In what looks like a case of perfect timing, on the day of reporting earnings Ramsay Healthcare has announced they have resolved their tiff with Medibank Private.
The resolution comes in the form of a three year contract, with the terms being kept confidential. With Medibank only offering Ramsay a 2 per cent increase and the industry norm somewhere between three to four per cent, it is plausible to suspect the number is in this proximity.
The full year results posted by Ramsay, which treats a million patients a year, were convincingly impressive. Revenue was up 5.5 per cent, helping profit come in up 15 per cent at $290.9 million. At a time when other companies are cutting costs to deliver improving profit numbers on stationary revenue, Ramsay’s result stands out.
Earnings per share jumped 17.1 per cent, contributing to a compound annual growth rate of 17.2 per cent. Dividend growth has closely mirrored this as Ramsay has maintained around a 50 per cent payout ratio.
A coalition government would perhaps be preferable for Ramsay as they intend to strengthen the current Medicare system in a bid to take pressure off the public system. The plan is to restore the Private Health Insurance Rebate as soon as they responsibly can, however no timeline has been suggested. Medibank is facing slowing membership levels and increased scrutiny for Coalition privatisation plans.

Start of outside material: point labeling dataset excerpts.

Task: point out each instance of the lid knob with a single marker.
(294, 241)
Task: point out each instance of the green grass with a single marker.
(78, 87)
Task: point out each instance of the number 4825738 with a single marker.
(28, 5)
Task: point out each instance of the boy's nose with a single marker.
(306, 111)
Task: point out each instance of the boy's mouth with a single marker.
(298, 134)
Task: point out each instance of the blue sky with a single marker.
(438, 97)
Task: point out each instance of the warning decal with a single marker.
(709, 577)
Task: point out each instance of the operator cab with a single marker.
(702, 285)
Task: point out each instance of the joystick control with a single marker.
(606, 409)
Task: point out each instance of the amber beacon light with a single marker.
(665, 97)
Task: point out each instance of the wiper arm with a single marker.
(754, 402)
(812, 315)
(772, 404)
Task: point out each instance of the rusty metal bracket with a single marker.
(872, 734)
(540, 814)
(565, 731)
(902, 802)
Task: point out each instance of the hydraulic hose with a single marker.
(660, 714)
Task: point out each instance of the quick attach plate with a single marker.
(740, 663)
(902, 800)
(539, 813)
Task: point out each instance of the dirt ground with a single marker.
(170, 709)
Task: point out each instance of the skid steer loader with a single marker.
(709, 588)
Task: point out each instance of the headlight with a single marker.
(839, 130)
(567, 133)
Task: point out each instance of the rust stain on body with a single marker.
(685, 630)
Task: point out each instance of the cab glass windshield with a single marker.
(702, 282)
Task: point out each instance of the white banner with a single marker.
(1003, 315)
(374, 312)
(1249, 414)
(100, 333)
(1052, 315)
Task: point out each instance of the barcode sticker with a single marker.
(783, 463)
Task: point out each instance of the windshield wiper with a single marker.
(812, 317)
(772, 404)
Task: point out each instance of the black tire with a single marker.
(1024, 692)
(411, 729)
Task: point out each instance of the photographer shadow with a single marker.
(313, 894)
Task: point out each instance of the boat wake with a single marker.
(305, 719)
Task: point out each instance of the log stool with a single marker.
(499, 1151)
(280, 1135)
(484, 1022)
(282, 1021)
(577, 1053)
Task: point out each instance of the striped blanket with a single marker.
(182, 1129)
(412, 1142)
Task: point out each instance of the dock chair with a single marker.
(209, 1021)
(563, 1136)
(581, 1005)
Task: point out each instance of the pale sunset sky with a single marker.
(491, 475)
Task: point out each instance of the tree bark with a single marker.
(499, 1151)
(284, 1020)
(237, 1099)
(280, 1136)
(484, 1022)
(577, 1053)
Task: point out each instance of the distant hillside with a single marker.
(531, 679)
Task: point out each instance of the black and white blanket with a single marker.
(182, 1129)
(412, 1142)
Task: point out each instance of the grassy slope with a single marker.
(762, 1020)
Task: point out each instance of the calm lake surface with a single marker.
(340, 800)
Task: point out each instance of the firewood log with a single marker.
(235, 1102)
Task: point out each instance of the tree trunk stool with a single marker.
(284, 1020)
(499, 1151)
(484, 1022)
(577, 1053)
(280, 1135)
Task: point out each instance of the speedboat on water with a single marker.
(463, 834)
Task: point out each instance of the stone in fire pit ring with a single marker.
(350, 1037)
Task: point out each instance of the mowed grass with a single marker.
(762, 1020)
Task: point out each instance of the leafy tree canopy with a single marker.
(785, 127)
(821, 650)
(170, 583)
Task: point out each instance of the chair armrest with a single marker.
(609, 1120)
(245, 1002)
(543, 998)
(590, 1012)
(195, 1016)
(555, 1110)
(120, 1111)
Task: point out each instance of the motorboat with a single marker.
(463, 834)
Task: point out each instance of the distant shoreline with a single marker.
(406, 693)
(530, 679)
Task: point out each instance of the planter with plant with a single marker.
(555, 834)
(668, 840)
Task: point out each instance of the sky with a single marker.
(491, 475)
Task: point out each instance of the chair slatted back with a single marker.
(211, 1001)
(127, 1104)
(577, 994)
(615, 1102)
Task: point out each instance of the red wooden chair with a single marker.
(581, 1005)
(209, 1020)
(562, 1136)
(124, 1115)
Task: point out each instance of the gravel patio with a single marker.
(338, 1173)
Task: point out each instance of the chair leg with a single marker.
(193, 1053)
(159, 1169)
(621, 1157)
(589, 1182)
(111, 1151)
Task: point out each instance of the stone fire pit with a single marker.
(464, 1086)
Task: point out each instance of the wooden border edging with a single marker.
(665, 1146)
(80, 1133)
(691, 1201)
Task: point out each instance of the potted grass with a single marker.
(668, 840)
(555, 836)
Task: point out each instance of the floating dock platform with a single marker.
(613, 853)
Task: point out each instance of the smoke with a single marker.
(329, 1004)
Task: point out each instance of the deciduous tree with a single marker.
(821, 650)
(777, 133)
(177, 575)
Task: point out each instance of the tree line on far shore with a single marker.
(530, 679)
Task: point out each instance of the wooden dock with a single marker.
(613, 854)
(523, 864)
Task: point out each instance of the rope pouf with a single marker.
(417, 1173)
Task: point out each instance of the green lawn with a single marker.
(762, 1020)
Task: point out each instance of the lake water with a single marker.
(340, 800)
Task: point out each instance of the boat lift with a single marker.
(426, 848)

Ramsay management have been bold enough to flag core earnings per share growth to come in between 12 and 14 per cent this financial year. This combined with the defensive nature of Ramsay’s business place them in a good position.
Our public hospital system has long been underfunded and consequently people are stumping up to pay for private health care. The affordability of it is set to continue, benefiting private operators like Ramsay along the way.
We are an ageing population, not as old as Japan but not as young as India. There is no doubt health care is going to be a significant economic contributor and Ramsay looks well placed to capitalise on this.